C’est par exemple ce qui est arrivé juste après la Seconde Guerre mondiale, lorsque les Français se sont remis à consommer librement mais que les entreprises peinaient à redémarrer pour produire en quantité suffisante.
1945 48.5 %
1946 52.6 %
1947 49.2 %
1948 58.7 %
1949 13.2 %
1950 10,00 %
(sources : INSEE)
La demande s’est ainsi maintenue à un niveau élevé pendant trois décennies (les Trente Glorieuses), soutenue au début par le Plan Marshall qui aida à la reconstruction des villes et des sites industriels bombardés durant la guerre, mais aussi boostée par l’envie de rattraper le mode de vie américain. L’exode rural devint alors irréversible, la télévision entra dans les foyers, les ménagères se mirent à acheter des machines à laver le linge, des lave-vaisselle, des cuisines équipées, la voiture ne fut plus un luxe mais une nécessité, le téléphone devint incontournable, etc. On vit également surgir les premiers lotissements de maisons individuelles plus ou moins préfabriquées, et une classe moyenne émergea qui voulait désormais profiter de ce que le monde avait à lui offrir.
De son côté, l’offre semblait suivre, avec une production qui battait son plein et un chômage ne dépassant pas 2.5%, favorisant au passage un enrichissement global de la population. Sauf que cette situation idéale dissimulait en réalité un emballement sournois et progressif de la machine économique en pleine surchauffe, laquelle finit d’ailleurs par s’enrayer au moment du premier choc pétrolier en 1973.
La demande s’est également intensifiée à l’occasion d’une brusque poussée démographique à partir de 1960, avec le rapatriement d’un million de Français d’Algérie qui sont venus s’ajouter à une population métropolitaine déjà en pleine expansion en raison du fameux « baby boom » des années 1945-50.
Bref, l’inflation annuelle s’est maintenue aux alentours de 5% par an jusqu’à la fin des années 1960, plus ou moins compensée par une croissance à marche forcée (on ne se contentait plus alors de consommer, on gaspillait purement et simplement), et également contenue par des mesures de contrôle et de régulation des prix.

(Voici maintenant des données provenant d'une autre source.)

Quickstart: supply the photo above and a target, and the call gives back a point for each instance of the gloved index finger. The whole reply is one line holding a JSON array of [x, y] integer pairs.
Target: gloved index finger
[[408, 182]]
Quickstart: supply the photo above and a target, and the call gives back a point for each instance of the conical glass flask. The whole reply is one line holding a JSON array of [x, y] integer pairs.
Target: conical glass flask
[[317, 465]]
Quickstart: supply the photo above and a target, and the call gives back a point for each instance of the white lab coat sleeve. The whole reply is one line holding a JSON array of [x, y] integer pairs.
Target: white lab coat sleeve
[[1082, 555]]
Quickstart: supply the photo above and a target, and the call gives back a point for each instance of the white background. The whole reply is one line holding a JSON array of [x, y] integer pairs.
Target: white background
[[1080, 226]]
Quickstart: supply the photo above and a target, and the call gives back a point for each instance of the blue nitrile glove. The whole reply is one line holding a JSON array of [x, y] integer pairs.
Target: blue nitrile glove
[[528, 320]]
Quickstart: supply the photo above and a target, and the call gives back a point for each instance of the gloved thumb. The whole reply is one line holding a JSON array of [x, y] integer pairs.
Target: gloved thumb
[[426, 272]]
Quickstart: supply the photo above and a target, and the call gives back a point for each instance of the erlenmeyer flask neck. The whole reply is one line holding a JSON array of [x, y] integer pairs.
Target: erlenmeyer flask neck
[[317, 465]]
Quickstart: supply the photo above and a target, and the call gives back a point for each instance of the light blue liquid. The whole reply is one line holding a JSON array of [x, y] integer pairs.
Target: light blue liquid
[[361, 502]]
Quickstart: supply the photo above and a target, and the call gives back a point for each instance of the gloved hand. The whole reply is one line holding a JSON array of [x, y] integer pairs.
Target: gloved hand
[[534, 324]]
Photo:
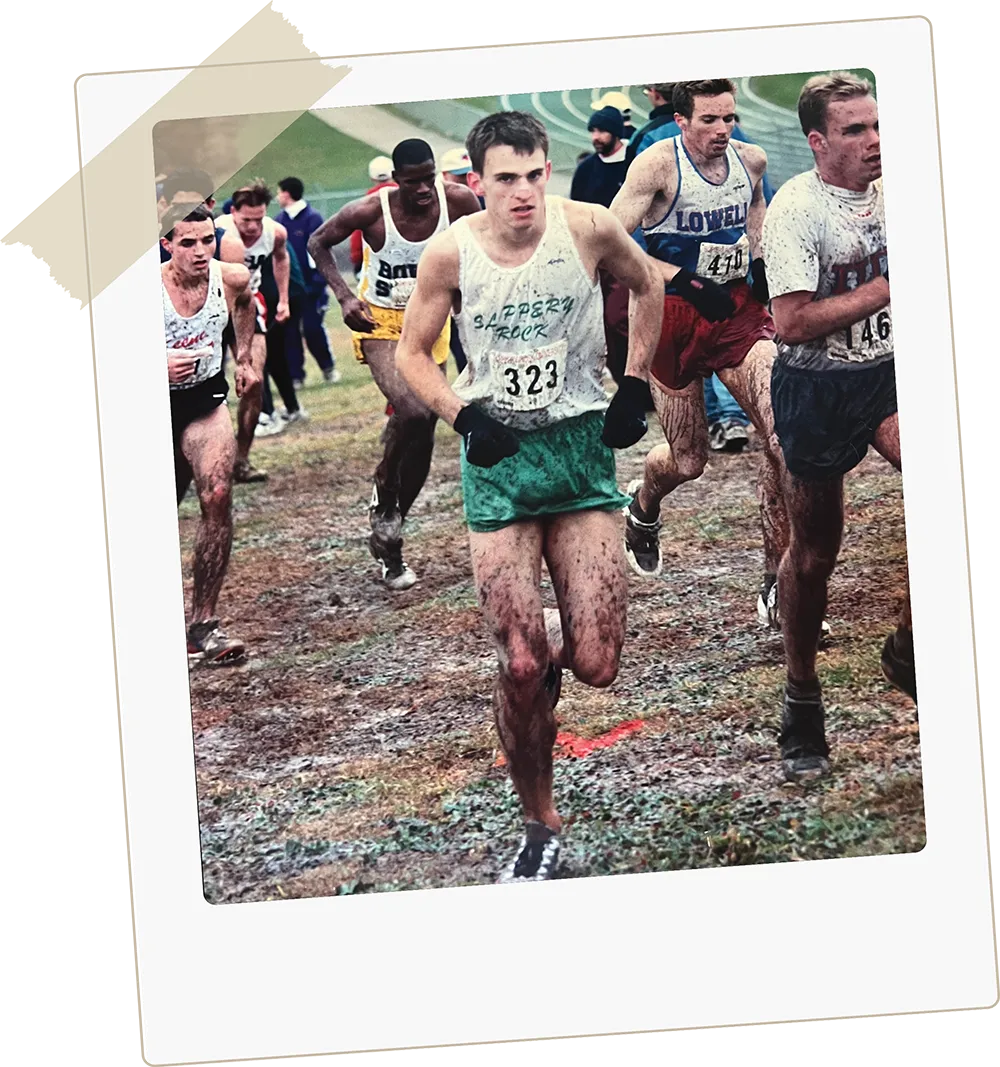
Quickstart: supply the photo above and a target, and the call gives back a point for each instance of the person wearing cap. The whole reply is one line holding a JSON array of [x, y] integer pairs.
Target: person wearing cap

Cette inflation déjà forte sur le long terme finit par devenir difficilement contrôlable juste avant le premier choc pétrolier : 6.5% en 1969 et jusqu’à 9.2% en 1973.
L’inflation liée à l’offre : quand la hausse des prix précède la demande
Appelée aussi inflation par les coûts, elle n’est pas causée par un emballement de la consommation mais par des mécanismes qui interviennent bien en amont, dès la production. En effet, qu’il s’agisse d’une augmentation du coût du travail (liée à des hausses de salaire et/ou une baisse du temps de travail à rémunération équivalente) ou encore une flambée des prix des matières premières, ces facteurs viennent influencer directement le prix des biens et services sur le marché.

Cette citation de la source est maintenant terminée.